La croissance ricardienne est finie par nature. Une fois que les routes ou les ponts ou les logements ont été bâtis, elle s’arrête. Bien souvent, de plus, elle se heurte à ce que l’on pourrait appeler la « contrainte malthusienne », les matières premières venant à manquer. La croissance schumpetérienne ne dépendant que de la capacité de l’esprit humain à inventer est infinie et ne dépend donc pas des matières premières. En fait, les inventions ont en général lieu pour briser la contrainte malthusienne (pétrole remplaçant le charbon, etc.)

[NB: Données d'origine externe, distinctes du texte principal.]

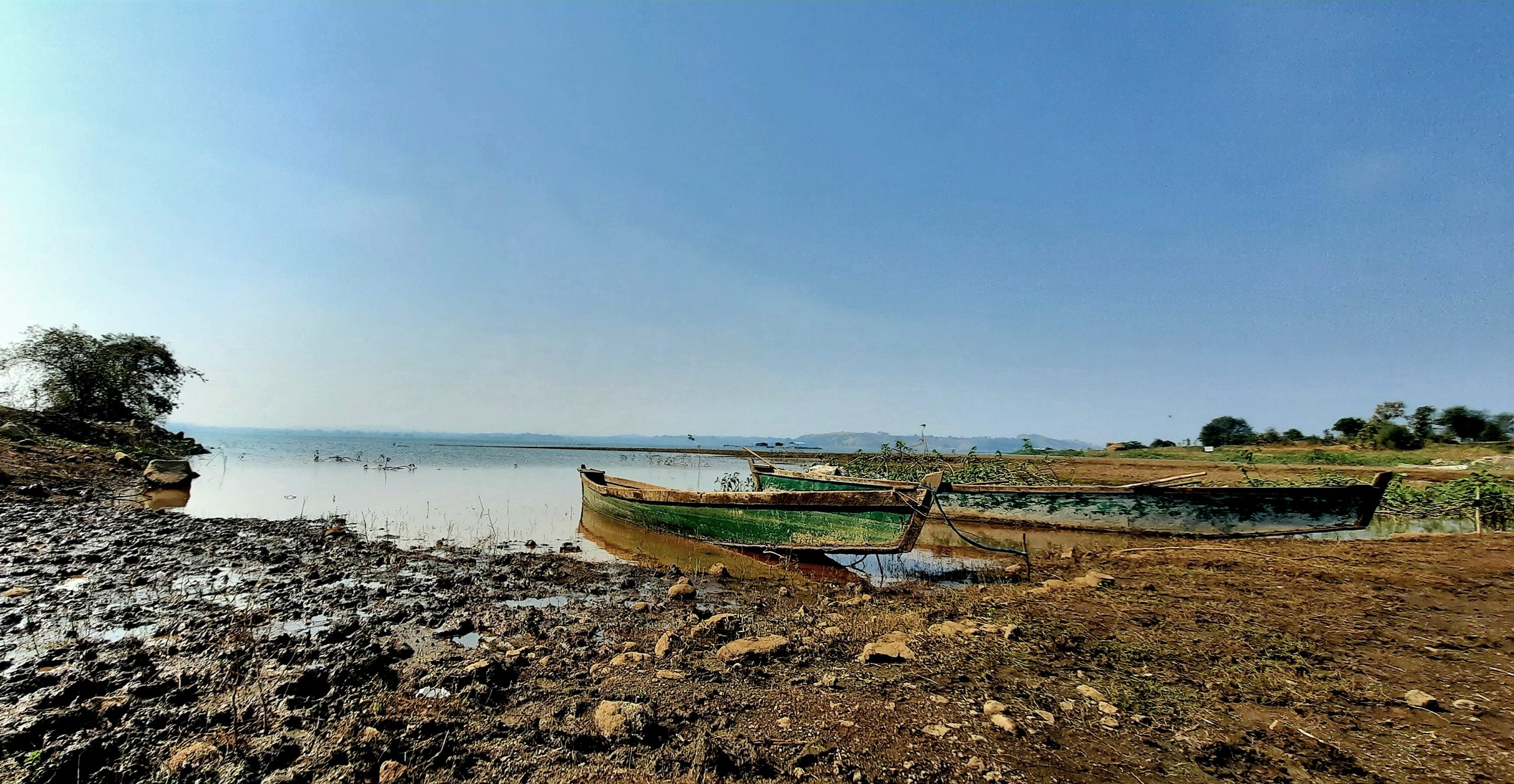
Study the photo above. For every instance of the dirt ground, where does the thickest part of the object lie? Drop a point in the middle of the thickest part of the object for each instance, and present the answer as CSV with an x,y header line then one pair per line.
x,y
153,647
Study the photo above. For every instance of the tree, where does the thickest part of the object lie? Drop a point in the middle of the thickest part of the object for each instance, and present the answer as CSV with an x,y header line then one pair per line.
x,y
1225,430
1350,426
1395,436
1422,423
111,377
1463,423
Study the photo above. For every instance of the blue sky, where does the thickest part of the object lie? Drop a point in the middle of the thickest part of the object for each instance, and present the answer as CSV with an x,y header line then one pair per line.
x,y
1098,222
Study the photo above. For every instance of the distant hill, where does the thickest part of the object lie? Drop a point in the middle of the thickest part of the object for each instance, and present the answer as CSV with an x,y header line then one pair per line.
x,y
837,442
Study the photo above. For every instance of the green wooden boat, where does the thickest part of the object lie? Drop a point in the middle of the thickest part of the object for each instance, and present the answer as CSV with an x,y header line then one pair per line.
x,y
1147,509
877,520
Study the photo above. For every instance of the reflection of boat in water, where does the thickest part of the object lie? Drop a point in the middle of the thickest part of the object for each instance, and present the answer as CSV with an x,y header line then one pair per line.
x,y
815,521
1142,509
641,545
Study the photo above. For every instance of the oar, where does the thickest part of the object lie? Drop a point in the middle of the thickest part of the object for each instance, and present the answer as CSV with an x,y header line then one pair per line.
x,y
761,458
1166,480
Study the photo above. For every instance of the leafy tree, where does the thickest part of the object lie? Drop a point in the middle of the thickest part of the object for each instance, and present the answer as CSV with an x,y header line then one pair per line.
x,y
1463,423
111,377
1225,430
1395,436
1350,426
1422,423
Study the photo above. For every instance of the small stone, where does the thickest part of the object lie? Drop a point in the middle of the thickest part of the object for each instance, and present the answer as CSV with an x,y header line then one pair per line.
x,y
664,644
1091,692
623,721
753,648
391,771
1421,699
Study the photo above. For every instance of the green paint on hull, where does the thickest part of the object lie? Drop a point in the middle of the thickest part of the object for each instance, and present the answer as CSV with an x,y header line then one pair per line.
x,y
834,532
1186,510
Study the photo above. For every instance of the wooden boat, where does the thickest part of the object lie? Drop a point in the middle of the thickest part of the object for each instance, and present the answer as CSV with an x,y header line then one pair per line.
x,y
1148,509
877,520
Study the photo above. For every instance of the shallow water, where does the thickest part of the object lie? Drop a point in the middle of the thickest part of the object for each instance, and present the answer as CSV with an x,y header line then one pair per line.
x,y
515,497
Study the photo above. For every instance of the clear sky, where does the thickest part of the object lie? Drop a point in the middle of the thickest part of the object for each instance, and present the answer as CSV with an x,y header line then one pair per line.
x,y
1098,222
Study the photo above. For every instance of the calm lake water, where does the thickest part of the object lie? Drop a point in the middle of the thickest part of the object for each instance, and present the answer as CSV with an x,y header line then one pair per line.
x,y
507,495
487,495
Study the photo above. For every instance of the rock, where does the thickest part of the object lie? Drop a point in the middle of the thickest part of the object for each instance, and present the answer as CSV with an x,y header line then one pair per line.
x,y
17,430
955,629
664,644
1091,692
391,771
623,721
753,648
169,472
1421,699
892,647
715,627
630,657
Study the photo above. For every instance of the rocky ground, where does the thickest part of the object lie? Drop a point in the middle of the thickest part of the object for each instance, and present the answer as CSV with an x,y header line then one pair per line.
x,y
152,647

Pour des raisons qui m’échappent, ces « vagues de création de valeur » ont une durée décennale (Juglar ?). De 1950 a 1960, nous avons eu une croissance ricardienne, reconstruction de l’Europe et du Japon, commerce international, communauté européenne. De 1960 a 1970, une grande vague schumpetérienne : pharmacie, IBM, Control Data, Hewlett-Packard, débarquement sur la lune… De 1970 a 1980, une horrible décennie malthusienne et inflationniste, avec or, argent, pétrole montant sans relâche et j’en passe. De 1980 a 1990, à nouveau, une grande période ricardienne : Acte unique européen, réunification allemande, émergence des tigres asiatiques. De 1990 à 2000, la grande période schumpetérienne par excellence se terminant par la bulle Internet. De 2000 à aujourd’hui, une croissance ricardienne en Asie centrée sur la Chine, avec de forts relents de contrainte malthusienne (pétrole, etc.)
Si cette périodicité décennale se maintient, on peut dire sans crainte que le temps est venu de rentrer à nouveau dans une période schumpetérienne, centrée autour de la biologie, de l’électricité, des communications, Internet et de nouvelles inventions que je suis bien incapable d’imaginer.
Si tel est le cas, cela a des implications gigantesques pour la politique de placement. Vendez vos valeurs malthusiennes, gardez vos valeurs ricardiennes et achetez beaucoup, beaucoup de matière grise cotée en bourse. C’est la seule matière première qui ne s’épuisera jamais. Tel est mon conseil pour les 10 ans qui viennent a ceux qui veulent « gagner de l’argent sans travailler ».